Saturday, 24 October 2009

His Bonnie from over the ocean

Poor Bonnie Greer. The general, if not universal, consensus has it that the Newsnight Review regular did best in the bearpit that was Thursday's Griffin Time. I thought so (at least among the panellists: the best contributions came from the floor). Chris Huhne was quite forceful, but his attempt to portray the Liberal Democrats as uniquely tough on immigration (tougher than Labour, anyway) was deeply weird. Jack Straw was his usual mixture of oleaginous and disturbingly right wing; hearing him - after all he has done during the past twelve years - cheered to the rafters simply for not being a racist will not form one of my pleasanter memories. Sayeeda Warsi was shrill and unconvincing, and there was no sign of the Union Jack scarf we were promised. They made a dispiriting trio. If this is what reaching out to potential BNP supporters means, it would be better by far just to ignore them. If some people want to vote for fascists, let them. Nick Griffin isn't going to form the next government, or any government.

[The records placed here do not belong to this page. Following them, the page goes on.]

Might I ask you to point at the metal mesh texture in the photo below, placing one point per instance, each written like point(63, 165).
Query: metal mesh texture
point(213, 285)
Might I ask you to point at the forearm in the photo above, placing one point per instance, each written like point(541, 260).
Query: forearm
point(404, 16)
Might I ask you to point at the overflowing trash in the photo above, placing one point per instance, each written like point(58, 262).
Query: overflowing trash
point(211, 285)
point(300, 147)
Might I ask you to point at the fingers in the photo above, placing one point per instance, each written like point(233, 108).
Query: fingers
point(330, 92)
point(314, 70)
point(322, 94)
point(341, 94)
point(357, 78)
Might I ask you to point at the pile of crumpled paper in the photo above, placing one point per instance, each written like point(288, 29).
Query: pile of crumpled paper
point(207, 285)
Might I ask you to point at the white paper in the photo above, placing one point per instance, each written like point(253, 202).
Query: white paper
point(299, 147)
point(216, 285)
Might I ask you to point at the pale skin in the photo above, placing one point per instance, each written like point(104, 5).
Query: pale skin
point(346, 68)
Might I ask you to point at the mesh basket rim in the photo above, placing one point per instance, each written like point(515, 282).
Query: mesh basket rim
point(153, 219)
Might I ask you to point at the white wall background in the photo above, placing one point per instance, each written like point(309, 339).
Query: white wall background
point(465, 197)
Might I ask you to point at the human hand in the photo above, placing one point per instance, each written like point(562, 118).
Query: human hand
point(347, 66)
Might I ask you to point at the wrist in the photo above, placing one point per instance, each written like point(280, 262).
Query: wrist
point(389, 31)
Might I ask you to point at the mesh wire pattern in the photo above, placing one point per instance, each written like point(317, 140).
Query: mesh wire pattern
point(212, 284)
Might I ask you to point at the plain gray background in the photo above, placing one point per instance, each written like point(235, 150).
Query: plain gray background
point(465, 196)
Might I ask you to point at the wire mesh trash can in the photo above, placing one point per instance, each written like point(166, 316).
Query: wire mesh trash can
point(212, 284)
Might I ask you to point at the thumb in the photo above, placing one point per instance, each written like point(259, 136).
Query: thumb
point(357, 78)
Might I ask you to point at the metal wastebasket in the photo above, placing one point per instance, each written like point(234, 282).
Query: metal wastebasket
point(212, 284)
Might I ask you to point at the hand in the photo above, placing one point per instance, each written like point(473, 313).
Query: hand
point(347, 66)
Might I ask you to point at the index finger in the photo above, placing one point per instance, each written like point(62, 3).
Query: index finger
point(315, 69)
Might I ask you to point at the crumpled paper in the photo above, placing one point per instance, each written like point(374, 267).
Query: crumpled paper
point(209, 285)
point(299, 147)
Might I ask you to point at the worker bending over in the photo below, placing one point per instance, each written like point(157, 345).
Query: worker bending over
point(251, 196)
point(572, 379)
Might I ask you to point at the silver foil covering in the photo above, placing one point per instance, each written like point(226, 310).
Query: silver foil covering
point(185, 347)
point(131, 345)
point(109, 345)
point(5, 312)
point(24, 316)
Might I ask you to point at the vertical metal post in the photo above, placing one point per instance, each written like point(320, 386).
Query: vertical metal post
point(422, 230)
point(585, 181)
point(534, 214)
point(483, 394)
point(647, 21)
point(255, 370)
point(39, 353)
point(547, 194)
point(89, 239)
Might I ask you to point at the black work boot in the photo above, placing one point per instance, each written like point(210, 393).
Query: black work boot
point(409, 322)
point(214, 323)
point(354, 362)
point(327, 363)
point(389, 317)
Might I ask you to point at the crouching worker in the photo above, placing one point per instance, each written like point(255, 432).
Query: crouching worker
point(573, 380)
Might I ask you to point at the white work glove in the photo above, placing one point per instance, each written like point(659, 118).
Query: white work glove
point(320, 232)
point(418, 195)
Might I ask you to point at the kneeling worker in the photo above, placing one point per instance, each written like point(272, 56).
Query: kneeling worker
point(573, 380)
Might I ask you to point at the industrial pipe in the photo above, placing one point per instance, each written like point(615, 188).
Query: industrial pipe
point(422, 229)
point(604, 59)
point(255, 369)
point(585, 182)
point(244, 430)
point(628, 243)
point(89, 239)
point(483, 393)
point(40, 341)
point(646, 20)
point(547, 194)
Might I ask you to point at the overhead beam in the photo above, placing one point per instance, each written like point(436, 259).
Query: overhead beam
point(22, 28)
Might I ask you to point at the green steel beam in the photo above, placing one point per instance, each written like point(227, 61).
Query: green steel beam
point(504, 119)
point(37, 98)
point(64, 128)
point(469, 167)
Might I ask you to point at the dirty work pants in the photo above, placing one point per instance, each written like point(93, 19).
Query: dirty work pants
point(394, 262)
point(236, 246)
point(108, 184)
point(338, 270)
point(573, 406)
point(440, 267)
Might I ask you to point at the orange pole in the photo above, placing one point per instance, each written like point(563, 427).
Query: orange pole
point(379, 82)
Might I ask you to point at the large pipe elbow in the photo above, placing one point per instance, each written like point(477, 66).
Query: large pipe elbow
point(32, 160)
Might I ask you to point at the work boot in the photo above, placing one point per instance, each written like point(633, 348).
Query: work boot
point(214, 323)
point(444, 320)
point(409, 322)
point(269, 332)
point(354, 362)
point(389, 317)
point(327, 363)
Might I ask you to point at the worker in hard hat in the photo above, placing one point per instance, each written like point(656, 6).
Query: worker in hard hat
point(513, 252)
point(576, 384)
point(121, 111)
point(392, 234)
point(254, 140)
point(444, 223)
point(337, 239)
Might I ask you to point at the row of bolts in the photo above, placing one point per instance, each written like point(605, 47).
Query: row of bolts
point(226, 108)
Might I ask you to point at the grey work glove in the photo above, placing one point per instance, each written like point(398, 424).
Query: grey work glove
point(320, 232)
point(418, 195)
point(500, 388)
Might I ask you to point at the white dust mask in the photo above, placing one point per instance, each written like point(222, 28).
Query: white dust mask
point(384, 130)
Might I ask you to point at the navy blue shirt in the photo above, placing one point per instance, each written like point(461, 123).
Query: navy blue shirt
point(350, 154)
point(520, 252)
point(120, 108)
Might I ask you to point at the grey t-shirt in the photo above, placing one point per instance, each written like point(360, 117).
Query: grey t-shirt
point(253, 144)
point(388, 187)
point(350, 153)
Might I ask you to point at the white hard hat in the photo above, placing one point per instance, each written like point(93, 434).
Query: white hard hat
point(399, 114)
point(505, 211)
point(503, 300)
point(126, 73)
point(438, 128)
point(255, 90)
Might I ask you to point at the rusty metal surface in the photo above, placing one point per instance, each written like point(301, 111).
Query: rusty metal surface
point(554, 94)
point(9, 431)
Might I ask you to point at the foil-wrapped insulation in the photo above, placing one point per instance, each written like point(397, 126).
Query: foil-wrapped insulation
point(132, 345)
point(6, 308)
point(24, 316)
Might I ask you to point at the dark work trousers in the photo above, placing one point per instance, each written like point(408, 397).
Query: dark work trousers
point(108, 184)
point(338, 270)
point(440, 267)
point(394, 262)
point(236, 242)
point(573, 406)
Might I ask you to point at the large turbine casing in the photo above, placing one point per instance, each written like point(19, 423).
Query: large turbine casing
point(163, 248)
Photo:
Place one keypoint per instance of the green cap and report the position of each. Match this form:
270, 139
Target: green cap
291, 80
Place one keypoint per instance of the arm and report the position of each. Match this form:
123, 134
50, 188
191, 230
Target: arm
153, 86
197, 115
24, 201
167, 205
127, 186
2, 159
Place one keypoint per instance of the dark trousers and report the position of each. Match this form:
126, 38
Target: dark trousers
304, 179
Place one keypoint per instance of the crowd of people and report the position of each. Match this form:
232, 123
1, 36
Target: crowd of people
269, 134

Greer played a more subtle game, treating the BNP leader, as he deserves to be treated, mainly as someone who Needs Help. Her gentle humour was a more effective weapon than Straw's ranting (Sunny Hundal does not agree, which only confirms me in my opinion) and more authentic than Huhne's impersonation of Enoch Powell. It was, she writes, part of a game plan: "There was no way that I was going to live up to any negative pictures that he would have had about me, or of any other black woman, even at the risk of looking ineffective". It may, though, have worked a little too well. Bonnie seems to have landed herself with a stalker.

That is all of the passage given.